Effect of Acoustics on Droplet Grouping Behaviour in a Single Stream of Droplets

Droplet and particle grouping can be influenced by applying an acoustic field and have practical applications such as particle scavenging and aerosol filters of engine exhaust and air purifiers. The present work experimentally investigates the influence of a standing acoustic wave on a single stream of droplets. The experimental setup consists of an acoustic transducer and a reflector plate through which the droplet stream passes in the presence or absence of an external pressure field generated by a standing acoustic wave. A droplet stream is generated with the help of a nozzle connected to a pressurized working fluid supply and piezoelectric transducer to control the spacing between droplets.
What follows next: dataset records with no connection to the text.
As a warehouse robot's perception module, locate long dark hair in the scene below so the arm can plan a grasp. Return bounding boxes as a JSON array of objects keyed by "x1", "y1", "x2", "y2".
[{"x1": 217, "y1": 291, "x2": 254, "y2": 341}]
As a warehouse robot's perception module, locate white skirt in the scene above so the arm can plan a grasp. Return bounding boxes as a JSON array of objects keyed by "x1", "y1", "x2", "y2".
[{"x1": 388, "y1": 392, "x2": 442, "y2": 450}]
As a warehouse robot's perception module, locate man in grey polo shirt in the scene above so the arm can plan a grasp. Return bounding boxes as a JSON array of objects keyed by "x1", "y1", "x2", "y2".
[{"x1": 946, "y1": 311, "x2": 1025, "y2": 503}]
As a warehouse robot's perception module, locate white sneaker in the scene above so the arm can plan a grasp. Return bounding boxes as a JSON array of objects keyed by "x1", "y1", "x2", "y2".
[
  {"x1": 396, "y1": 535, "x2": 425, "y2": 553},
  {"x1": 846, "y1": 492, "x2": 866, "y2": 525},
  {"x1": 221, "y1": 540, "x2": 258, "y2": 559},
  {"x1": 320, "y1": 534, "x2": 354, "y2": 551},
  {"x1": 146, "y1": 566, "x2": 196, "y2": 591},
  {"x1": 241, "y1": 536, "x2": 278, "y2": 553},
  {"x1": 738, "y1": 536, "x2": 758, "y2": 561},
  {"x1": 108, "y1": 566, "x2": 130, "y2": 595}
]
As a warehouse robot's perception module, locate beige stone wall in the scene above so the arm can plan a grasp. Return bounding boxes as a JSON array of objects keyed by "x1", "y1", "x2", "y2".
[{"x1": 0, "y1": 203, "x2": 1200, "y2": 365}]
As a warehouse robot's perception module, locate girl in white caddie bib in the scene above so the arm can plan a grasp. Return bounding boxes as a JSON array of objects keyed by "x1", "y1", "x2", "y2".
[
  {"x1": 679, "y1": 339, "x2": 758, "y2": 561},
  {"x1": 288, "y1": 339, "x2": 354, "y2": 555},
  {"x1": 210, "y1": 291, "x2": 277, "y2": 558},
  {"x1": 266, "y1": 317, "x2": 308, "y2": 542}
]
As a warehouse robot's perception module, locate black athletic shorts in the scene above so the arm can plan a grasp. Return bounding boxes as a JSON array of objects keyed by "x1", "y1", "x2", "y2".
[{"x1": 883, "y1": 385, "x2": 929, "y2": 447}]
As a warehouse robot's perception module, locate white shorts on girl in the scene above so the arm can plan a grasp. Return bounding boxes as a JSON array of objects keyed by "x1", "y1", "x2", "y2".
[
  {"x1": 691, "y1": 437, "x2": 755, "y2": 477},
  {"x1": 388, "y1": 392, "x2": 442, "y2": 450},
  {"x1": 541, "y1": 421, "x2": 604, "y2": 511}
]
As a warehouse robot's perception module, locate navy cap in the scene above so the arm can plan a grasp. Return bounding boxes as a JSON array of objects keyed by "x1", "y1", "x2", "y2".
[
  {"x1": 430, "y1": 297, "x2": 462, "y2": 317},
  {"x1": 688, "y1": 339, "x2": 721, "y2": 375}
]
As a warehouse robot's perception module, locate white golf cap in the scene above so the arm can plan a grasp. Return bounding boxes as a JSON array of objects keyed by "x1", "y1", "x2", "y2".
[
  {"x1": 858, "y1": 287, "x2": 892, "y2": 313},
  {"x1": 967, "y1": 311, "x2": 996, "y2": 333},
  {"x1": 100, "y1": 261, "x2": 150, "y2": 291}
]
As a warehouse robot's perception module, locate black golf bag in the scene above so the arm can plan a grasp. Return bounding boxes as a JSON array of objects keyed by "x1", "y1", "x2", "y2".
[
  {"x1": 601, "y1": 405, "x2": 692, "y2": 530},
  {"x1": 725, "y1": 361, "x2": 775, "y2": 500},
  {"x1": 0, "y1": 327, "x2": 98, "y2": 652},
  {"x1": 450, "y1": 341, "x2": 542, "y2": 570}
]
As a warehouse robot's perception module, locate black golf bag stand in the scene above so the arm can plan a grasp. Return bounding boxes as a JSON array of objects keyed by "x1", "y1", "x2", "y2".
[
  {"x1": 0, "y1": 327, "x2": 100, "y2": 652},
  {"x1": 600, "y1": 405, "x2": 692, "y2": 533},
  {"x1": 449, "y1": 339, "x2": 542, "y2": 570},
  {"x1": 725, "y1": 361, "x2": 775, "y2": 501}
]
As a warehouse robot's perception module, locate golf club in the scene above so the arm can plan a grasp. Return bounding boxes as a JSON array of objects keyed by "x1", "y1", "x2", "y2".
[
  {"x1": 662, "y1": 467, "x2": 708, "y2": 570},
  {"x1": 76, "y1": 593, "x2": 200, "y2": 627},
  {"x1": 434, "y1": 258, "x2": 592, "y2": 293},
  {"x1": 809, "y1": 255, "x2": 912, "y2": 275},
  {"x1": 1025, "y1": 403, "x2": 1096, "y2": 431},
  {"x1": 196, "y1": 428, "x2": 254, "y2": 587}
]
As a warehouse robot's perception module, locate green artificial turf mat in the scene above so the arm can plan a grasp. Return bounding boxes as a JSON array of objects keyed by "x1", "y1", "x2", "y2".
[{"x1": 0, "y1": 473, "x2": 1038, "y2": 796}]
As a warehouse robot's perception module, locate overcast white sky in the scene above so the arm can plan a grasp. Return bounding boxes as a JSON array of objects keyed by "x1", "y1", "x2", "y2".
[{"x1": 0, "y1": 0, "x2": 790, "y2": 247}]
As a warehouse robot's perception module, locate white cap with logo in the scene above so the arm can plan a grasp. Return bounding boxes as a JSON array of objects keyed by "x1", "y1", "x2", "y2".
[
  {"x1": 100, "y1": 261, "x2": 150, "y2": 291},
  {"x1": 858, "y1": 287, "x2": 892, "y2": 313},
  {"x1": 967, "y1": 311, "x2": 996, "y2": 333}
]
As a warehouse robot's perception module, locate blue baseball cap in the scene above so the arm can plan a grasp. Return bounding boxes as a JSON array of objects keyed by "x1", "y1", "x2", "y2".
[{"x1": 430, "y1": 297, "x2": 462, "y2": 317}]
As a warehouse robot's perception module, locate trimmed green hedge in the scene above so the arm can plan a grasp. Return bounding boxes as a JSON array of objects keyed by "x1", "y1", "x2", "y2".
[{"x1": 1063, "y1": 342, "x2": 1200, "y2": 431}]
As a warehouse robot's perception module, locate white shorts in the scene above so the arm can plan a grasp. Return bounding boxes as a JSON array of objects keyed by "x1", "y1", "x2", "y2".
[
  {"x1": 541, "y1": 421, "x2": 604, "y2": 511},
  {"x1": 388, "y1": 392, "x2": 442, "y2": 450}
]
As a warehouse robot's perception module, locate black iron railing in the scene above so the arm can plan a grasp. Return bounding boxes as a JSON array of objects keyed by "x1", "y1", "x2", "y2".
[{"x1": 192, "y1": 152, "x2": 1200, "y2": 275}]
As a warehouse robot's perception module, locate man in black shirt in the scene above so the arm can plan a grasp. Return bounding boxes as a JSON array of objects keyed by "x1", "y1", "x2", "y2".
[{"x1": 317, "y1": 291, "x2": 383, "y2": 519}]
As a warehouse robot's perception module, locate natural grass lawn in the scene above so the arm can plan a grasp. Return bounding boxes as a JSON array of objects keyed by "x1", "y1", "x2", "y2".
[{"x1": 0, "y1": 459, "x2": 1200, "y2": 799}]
The effect of the acoustic pressure field on the droplet stream generated by the nozzle operated at different piezoelectric excitation frequencies and fluid pressures is investigated. Droplet stream characteristics at every nozzle excitation frequency are observed with a high-speed camera when the acoustic field is switched OFF and ON. The competing effect of nozzle excitation frequency and acoustic field is observed. At lower nozzle frequencies, the nozzle generates an unstable stream of droplets having different sizes and spacings between them. When the acoustic field is applied at these lower frequencies, the stream of droplets becomes organized, and in some cases, it becomes equispaced and of the same size. However, an opposite behavior is observed at higher frequencies. In these cases, as the acoustic field is applied, an equispaced mono-disperse droplet stream becomes unstable due to the coalescence of droplets within the stream.